Rien de neuf sous le soleil : la pauvreté et les inégalités sociales nuisent gravement à la santé de la population. C’est ce que révèle une nouvelle étude réalisée par la mutualité Solidaris* en Belgique qui expose les effets pervers du manque de moyens pour les personnes et familles les moins aisées, qui ne peuvent se soigner correctement. Il y a deux ans, des constats semblables avaient été faits en France. Pourtant, dans un pays comme dans l’autre, ce sont les politiques d’austérité qui priment, aux dépends de ceux dont les revenus sont les plus bas, mais aussi du fonctionnement des services publics de santé.

En Belgique, « les inégalités de santé ne se résorbent pas ces dernières décennies, au contraire » notait cette semaine la mutualité Solidaris, en Belgique. Dans une étude qualitative réalisée auprès des personnes affiliées, l’organisme met en lumière de manière chiffrée ce dont beaucoup se doutaient déjà : les personnes les plus précaires sont plus exposées aux maladies et aux problèmes de santé. Autrement dit, il existe « une étroite relation entre l’état de santé d’un individu et son appartenance à un groupe social ».

En Belgique inégalités sociales et inégalités de santé se cumulent

On observe plus de maladies, plus de comportements à risque ainsi qu’une morbidité et une mortalité supérieures parmi les personnes précarisées. A contrario, les personnes qui occupent une position sociale plus élevée sont en meilleure santé, jouissent d’une qualité de vie supérieure et vivent plus longtemps, selon Solidaris. En Belgique, les politiques de ces dernières années n’ont pas permis d’améliorer la situation : « les inégalités de santé entre les différents groupes sociaux se sont globalement renforcées ces dernières décennies malgré les progrès en matière de santé publique et les systèmes de protection sociale offrant une large accessibilité aux soins de santé ». Pendant ce temps, l’indice global de confiance et de bien-être s’effrite parmi les plus précaires, marquant leurs craintes croissantes. Si l’étude suggère que la pauvreté accroît les risques pour la santé, il est également légitime de se poser la question inverse : certaines situations personnelles liées à des handicaps ou à des maladies sévères ou rares ne renforcent-elles pas le danger de tomber dans la précarité ? 

Les chiffres fournis par la mutuelle belge sont parlants.

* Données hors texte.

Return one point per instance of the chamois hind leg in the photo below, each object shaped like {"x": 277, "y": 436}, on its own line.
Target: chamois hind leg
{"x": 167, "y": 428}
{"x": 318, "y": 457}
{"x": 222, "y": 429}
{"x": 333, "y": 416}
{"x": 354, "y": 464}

Le taux de mortalité avant l’âge de 65 ans est 2 fois plus élevé parmi les personnes issues des milieux les plus précaires comparativement aux milieux les plus aisés. Par ailleurs, leur état de santé est sensiblement plus dégradé avec 3,2 fois plus de personnes en situation de handicap et une prévalence du diabète 2 fois supérieure. Un des facteurs explicatifs de ces chiffres seraient des comportements préventifs moindres parmi les groupes sociaux les plus précarisés, liés à une moins bonne réceptivité aux campagnes de santé publiques, entre autre. Mais peut-on également estimer que les coûts des soins empêchent certains d’y avoir recours pour des raisons de budget ?

En France, les plus pauvres obligés de reléguer leur santé au second rang

C’est en tout cas l’une des conclusions d’une étude réalisée en 2016 en France. Le baromètre Ispos/Secours populaire établissait que les Français les moins aisés sacrifiaient souvent leur santé pour des raisons financières, un phénomène qui s’aggrave depuis la crise financière de 2008. 64% des personnes appartenant à un ménage dont le revenu mensuel net est inférieur à 1200 euros avaient déjà rencontré des difficultés pour payer des frais médicaux et pour la moitié d’entre eux il était arrivé de renoncer à consulter un dentiste. Les enfants sont également concernés, puisque pour 10% d’entre eux, des soins dentaires ou optiques ont été repoussés pour des questions de moyens.

Le « reste à charge zéro » qui vient d’être annoncé par le gouvernement y changera-t-il quelque chose ? Difficile d’y croire, alors que dans le même temps, les déclarations récentes d’Emmanuel Macron suggèrent que les aides sociales à l’intention des plus démunis pourraient être revues à la baisse dans les mois à venir. Par ailleurs, en filigrane, la casse progressive des services publics de santé conduit à la formation de nouvelles inégalités (outre les inégalités géographiques), entre ceux qui peuvent s’adresser à des structures privées et ceux qui sont soumis aux dysfonctionnements de plus en plus nombreux d’un hôpital « à la dérive ». Combien de temps encore les personnes aux revenus les plus modestes verront-elles leurs conditions de vie se détériorer faute de véritable politiques publiques en leur faveur ?

*En Belgique, les mutualités sont au nombre de cinq. Il s’agit d’organismes assureurs en charge du versement des indemnités maladie-invalidité ainsi que du remboursement des soins médicaux et pharmaceutiques. L’affiliation est obligatoire pour les salariés du secteur privé et les indépendants.